Według rosyjskiego ministerstwa, czysty surowiec już dwa dni temu popłynął na Białoruś i dotarł do przepompowni w Mozyrzu, skąd w niedzielę zostanie bezpośrednio wpuszczony do instalacji technicznych tamtejszej rafinerii. Według prognoz, za kilka dni ropa powinna dotrzeć do rurociągów tranzytowych w Polsce i na Ukrainie.
19 kwietnia białoruskie służby techniczne przepompowni tranzytowej w Unieczy poinformowały, że ropociągiem „Przyjaźń” płynie zanieczyszczony surowiec. Polska, Białoruś i Ukraina, Niemcy i Słowacja wstrzymały tranzyt paliwa. Białoruscy eksperci wyjaśnili, że ropa została zanieczyszczona chlorkami organicznymi.

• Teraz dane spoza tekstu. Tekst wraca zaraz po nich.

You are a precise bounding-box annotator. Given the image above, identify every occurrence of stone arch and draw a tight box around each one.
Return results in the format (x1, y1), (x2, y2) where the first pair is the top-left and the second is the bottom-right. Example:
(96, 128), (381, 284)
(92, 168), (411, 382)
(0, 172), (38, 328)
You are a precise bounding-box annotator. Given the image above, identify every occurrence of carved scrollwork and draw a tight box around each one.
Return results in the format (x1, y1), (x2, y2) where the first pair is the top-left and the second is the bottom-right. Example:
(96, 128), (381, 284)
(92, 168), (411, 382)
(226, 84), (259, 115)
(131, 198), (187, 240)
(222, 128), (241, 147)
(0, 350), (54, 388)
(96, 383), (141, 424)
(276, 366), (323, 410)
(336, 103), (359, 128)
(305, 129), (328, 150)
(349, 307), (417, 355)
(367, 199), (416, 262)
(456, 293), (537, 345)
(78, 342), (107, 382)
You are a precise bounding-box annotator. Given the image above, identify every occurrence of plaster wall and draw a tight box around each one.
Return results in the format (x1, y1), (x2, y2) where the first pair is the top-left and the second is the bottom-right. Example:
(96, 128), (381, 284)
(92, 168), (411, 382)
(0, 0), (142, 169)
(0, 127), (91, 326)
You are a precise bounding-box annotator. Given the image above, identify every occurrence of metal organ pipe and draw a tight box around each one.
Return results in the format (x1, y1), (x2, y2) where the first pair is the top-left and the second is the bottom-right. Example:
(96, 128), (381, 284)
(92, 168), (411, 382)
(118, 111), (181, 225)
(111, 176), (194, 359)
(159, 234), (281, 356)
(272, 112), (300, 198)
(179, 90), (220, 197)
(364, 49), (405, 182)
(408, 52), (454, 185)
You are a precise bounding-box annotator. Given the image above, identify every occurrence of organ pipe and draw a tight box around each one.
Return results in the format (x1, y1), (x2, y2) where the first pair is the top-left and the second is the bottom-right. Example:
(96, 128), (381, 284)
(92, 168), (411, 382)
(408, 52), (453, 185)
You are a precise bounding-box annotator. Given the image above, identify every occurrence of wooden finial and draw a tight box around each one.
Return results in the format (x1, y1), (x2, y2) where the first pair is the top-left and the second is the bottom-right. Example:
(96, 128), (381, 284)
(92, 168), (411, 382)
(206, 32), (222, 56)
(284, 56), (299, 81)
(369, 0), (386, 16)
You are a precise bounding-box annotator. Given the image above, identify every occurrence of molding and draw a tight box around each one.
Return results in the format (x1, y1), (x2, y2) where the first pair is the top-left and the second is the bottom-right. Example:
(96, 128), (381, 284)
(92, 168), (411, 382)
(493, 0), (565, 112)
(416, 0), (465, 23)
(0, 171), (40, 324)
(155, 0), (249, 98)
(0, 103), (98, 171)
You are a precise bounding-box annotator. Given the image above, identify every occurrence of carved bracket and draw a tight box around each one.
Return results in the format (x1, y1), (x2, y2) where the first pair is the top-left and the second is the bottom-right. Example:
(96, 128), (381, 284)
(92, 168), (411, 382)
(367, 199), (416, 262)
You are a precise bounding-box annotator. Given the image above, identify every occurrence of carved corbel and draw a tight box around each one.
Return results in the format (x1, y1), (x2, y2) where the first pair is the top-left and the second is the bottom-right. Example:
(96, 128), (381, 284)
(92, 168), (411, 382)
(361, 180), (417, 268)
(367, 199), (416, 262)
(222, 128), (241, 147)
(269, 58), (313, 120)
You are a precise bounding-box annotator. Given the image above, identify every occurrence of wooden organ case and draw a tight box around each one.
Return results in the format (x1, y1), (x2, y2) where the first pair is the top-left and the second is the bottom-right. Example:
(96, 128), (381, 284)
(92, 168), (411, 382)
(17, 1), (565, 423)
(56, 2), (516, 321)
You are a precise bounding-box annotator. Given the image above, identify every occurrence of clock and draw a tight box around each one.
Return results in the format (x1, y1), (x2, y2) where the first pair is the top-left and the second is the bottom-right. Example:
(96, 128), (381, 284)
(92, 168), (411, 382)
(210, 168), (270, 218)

Strona rosyjska oświadczyła, że było to celowe działanie i wszczęła postepowanie karne, nie podając szczegółów. W rozwiązanie problemu zaangażowali się specjaliści z Polski, Białorusi, Ukrainy i Rosji
W celu ochrony polskiego systemu przesyłowego i instalacji rafineryjnych, 25 kwietnia Ministerstwo Energii zdecydowało o wstrzymaniu odbioru zanieczyszczonej ropy w Adamowie na granicy polsko-białoruskiej dostarczanej rurociągiem Przyjaźń.
Informowano wówczas, że mimo wstrzymania odbioru rosyjskiej ropy, zaopatrzenie polskiego rynku w paliwa zostanie zapewnione dzięki użyciu zapasów surowca. W przypadku przedłużającego się wstrzymania dostaw, ropa dla polskich rafinerii miała być sprowadzona drogą morską przez Naftoport w Gdańsku.